Isso é tão verdade, que ele como cacique do Partido dos Trabalhadores, jamais em tempo algum, levou um projeto de lei que endurecesse a lei antiracismo. Ele nunca fez isso, e é tão fidedigno que a lei que está em vigor jamais levou alguém a cadeia. Jamais vi parlamentares da esquerda como do Psol, PT, PCdoB, mostrarem as suas caras na mídia com discursos de protestos e atos judiciais ou mesmo mostrando projeto de lei para ser encaminhado ao Congresso Nacional, quando toda a mídia noticiou atos de discriminação racial, seja pela internet ou seja de maneira física.

Agora, estamos vivendo a propaganda eleitoral, do rádio, tv, internet e jornal, agora vai haver mil e um candidatos das esquerdas pronunciando o adjetivo negro, na esperança, como acontece todos os anos eletivos que consigam arregimentar números que os possam levá-los para o trono do Poder. E isso incluem os postulantes negros que querem a sua fatia do bem bom, para si e para sua família,  sem se importar com a maioria dos irmãos, (que vieram com os seus descendentes em navios negreiros, para serem açoitados pelos patrões portugueses), que vivem em vielas, morros, guetos, sem direito a escolas de qualidades, saúde, segurança e uma série de necessidades, assim como o resto da população, independente da sua etnia. Por esta razão que fica fácil para os políticos enganarem os incautos, pois esses não tiveram a sorte da minoria, sim, minoria, porque a maioria está relegada a uma lixeira.
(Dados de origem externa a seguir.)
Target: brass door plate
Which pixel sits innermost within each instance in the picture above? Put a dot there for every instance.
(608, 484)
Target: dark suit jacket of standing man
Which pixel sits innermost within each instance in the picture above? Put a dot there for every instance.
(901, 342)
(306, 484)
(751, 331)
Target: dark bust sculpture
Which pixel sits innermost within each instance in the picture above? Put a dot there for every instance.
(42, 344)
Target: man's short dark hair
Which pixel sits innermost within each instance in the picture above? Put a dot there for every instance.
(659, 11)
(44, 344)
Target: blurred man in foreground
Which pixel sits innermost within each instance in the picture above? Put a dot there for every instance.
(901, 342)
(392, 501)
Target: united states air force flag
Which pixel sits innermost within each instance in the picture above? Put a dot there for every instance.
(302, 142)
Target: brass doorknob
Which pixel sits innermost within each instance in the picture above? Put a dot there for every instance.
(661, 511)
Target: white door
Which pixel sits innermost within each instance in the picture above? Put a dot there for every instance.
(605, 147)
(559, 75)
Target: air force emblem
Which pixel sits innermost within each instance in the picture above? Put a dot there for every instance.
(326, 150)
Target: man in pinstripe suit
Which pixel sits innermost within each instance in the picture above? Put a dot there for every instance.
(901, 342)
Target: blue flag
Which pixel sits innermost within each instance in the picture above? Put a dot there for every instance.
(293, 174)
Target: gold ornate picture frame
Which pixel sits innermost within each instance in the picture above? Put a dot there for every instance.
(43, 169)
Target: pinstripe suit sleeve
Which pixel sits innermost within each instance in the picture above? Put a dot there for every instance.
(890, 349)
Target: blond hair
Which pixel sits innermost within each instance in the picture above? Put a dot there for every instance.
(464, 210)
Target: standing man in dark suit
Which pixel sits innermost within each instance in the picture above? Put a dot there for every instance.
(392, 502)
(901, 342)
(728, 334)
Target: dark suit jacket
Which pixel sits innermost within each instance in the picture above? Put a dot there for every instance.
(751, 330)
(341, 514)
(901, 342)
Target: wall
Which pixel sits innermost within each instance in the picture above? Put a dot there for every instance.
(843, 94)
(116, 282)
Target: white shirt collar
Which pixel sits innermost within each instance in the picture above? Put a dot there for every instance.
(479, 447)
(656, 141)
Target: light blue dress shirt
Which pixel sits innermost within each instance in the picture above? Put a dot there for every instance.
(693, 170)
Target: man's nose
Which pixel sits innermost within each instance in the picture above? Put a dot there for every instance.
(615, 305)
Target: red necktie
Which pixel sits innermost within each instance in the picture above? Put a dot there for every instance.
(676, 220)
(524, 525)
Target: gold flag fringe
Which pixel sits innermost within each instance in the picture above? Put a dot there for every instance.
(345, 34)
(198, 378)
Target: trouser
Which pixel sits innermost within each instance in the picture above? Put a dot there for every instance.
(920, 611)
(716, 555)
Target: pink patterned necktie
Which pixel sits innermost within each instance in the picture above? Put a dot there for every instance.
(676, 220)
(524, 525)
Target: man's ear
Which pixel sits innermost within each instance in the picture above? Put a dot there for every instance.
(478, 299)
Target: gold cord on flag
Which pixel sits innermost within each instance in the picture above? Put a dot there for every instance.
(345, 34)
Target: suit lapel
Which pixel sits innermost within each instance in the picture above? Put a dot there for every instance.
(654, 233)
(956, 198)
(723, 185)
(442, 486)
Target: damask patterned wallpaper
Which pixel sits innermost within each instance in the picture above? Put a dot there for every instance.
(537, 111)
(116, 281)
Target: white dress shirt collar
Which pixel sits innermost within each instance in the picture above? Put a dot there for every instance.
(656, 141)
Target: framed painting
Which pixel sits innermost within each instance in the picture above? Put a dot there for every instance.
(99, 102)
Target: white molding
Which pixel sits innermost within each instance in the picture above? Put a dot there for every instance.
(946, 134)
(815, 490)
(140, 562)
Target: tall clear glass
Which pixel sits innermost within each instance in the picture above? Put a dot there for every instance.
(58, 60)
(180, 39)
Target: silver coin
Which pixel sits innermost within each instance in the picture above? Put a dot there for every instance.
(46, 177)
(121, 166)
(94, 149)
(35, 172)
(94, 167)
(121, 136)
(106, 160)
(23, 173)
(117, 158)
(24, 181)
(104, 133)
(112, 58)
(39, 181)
Falando em racismo, na última quinta-feira, no programa Encontro com Fátima Bernardes, por incrível que pareça, foi fácil observar a discriminação sem a produção do programa talvez perceber. Nesse conteúdo, a apresentadora, chamou a advogada Vera Lúcia dos Santos, para explicar o episódio no Fórum de Duque de Caxias. Chamou também outras pessoas que tinham sido vítimas de discriminação racial. Foram feitas perguntas, narrativas aconteceram, protestos civilizados foram cobrados, histórias narradas e enquadradas nos contextos, etc. Só que em nenhum momento se falou no nome da advogada Ethel Vasconcelos, que foi a autora criminal do episódio discutido no programa. Ora! Se existe crime, existem vítima e réu. Quem cometeu o delito? Qual é o nome do delinquente? O que diz o criminoso? Cadê a cara do transgressor? Nada disso foi falado no programa da Fátima. Noventa e nove por cento do programa em nenhum momento falou no nome da Ethel. Parece que estavam querendo poupar a infratora. O nome dela tinha que ser pronunciado. É muito cômodo você chamar alguém para expor um ato de humilhação que passou e não expor aquele que o impôs. Só quando o programa já estava fechando é que a Fátima leu um texto de nota do Tribunal de Justiça do Rio de janeiro, e outro da Ordem dos Advogados do Brasil e falou na Ethel que como todos covardes, não quis se pronunciar.